山に行くと必ず一度は見かける大人気のザック「山と道 MINI」。
自分と同じものを持っている人に会うと気恥ずかしい気持ちになりますが、多くの人が愛用するザックは製品自体が優れているのだと思います。
私たちもいろいろな思いを巡らせながら、2022年にMINIを購入をすることになりました。MINI 購入の決め手となったのは、「シンプルでおしゃれなデザイン」と「2022年モデルの生地変更で経年劣化に強くなったこと」です。
この記事では、MINIの購入を考えている方へMINIの詳細をわかりやすく説明します。
次の記事では、実際に山や街で使用したレビューを紹介しています。
山と道「MINI」とは
「山と道」は鎌倉に店舗を構える日本のウルトラライトハイキングのガレージブランドです。
公式サイトを覗くと、それぞれの製品に開発の背景や思い、特徴がものすごく詳細に記載されています。そのコンテンツの充実度はウルトラライトハイクの世界の入口となっています。
山と道には複数のザックがありますが、MINIは日帰りから1泊2日程度が目安の小型ザックです。
MINIの特徴
・日帰りからテント泊まで可能なウルトラライトのザック
・容量30L前後、重量400g以下
・上半身で背負う肩荷重
・フレームレス
容量30L前後のザックですが、重量は「400g以下」です。
一般的な登山用品メーカーの同サイズのザックはおおよそ1000gである物が多く、MINIの軽さが際立ちます。
腰荷重ではなく上半身全体で荷重を分散して背負います。
荷重のためのウエストベルトや形を保つためのフレームはなく、パックウェイト8kg程度を想定して作られています。それ以上の重量の場合、背負い心地がよくなかったり、製品自体を痛めてしまう可能性があります。

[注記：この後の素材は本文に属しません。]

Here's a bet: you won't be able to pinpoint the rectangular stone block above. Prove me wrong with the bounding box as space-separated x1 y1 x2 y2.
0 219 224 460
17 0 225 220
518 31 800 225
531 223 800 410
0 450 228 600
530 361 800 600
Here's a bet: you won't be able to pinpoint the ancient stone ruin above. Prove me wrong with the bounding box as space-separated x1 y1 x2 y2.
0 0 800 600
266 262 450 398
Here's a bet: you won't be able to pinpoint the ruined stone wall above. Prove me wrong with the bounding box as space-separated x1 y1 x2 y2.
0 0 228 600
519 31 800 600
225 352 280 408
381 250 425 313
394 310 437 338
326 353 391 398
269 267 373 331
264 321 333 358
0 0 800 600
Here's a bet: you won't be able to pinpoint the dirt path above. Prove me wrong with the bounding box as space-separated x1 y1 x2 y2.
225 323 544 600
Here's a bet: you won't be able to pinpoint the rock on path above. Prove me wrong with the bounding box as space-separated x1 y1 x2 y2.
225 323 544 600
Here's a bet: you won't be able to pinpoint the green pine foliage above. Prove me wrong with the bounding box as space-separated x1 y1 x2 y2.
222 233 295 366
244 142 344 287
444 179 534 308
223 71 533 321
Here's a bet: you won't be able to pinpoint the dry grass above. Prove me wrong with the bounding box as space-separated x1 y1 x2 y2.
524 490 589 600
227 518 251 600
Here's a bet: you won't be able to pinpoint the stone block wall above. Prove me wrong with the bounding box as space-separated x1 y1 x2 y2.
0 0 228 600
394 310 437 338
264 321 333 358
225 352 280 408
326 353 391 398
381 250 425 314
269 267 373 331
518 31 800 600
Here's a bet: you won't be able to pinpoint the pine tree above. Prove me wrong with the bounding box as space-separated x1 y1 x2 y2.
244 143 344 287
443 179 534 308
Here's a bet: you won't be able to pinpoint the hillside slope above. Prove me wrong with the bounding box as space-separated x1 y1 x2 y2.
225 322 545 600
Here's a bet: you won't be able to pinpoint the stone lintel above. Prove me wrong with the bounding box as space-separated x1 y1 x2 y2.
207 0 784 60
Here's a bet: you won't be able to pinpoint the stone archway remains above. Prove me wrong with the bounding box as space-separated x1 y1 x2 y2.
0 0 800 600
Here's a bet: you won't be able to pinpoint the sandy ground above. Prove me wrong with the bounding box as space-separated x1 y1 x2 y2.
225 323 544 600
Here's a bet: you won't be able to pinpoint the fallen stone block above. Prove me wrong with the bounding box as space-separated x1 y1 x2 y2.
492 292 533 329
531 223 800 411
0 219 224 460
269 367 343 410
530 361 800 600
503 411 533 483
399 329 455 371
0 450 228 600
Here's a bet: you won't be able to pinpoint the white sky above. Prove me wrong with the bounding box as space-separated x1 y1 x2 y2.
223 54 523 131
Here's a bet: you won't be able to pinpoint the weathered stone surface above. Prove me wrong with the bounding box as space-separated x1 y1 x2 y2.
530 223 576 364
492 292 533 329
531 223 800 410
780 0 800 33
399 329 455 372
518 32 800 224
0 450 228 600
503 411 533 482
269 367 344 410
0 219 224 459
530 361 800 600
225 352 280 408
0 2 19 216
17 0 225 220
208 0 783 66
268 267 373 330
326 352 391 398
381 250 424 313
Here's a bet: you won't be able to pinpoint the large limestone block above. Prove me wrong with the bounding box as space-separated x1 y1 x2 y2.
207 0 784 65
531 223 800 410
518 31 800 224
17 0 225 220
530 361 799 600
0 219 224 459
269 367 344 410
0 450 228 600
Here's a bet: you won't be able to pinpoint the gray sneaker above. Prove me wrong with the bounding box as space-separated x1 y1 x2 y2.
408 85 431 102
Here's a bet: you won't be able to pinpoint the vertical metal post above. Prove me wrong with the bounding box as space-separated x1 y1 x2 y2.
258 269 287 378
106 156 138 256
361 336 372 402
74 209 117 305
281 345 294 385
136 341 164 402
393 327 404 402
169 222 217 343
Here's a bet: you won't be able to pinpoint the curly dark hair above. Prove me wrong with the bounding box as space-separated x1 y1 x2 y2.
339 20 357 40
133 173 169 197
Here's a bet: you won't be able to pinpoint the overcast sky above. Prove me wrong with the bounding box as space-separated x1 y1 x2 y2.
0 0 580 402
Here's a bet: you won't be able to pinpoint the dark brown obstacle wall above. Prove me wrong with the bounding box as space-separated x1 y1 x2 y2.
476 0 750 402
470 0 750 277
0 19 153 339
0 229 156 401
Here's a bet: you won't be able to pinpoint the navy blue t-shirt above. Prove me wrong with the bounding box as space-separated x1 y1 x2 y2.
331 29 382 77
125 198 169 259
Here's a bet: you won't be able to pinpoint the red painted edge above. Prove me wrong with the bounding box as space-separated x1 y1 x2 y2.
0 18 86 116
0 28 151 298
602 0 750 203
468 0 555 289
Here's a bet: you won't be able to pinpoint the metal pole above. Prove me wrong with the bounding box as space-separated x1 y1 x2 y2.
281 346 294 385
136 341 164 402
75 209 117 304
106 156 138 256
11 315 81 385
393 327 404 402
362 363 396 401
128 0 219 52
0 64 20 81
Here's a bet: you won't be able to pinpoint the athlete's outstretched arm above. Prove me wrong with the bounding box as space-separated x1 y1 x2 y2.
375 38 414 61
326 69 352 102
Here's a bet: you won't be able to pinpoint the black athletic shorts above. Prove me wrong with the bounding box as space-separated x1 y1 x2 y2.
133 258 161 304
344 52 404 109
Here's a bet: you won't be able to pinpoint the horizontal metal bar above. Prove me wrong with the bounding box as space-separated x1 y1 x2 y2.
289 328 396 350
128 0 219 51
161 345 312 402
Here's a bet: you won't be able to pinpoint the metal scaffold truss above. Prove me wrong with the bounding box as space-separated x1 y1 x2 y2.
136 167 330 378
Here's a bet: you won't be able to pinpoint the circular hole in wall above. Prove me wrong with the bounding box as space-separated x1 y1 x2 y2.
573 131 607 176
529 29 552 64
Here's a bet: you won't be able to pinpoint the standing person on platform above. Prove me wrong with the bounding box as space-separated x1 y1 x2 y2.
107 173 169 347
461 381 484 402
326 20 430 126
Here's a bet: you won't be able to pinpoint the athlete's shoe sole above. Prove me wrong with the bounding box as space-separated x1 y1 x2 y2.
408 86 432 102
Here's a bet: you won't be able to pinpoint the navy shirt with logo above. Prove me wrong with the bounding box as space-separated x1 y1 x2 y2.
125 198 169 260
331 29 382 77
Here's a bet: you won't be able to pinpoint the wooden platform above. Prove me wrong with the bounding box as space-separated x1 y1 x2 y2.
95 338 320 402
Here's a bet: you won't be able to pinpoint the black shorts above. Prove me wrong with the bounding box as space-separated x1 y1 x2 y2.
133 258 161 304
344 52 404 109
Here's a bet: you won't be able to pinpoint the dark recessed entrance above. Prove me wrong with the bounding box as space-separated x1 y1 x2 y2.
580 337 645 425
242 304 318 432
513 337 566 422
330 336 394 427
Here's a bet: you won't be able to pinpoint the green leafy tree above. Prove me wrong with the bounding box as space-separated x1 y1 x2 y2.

1泊以上の荷物を想定すると、一般的な登山装備の場合は見直しが必要になるかもしれません。
MINI 購入の前に、装備が8kg程度以下となるか確認することをおすすめします。
サイズについて
MINI は2種類のサイズがあり、身長、体重、背面長に合わせて選択します。
サイズ | Mサイズ | Lサイズ |
容量 | 25-30L | 28-32L |
重量 | 380g | 398g |
Size | M | L |
---|---|---|
体重 / Weight [kg] | 42~69 | 67~85 |
身長 / Height [cm] | 150~175 | 170~190 |
背面長 / Back Length [cm] | 45~54 | 54~57 |
生地
2022年モデルから、フロントポケットとボトムの素材がBlack UHPE Fine Grid 128g/㎡に変更になりました。
Black UHPE(ブラックウープ)は山と道が5年以上費やして開発した新しい生地です。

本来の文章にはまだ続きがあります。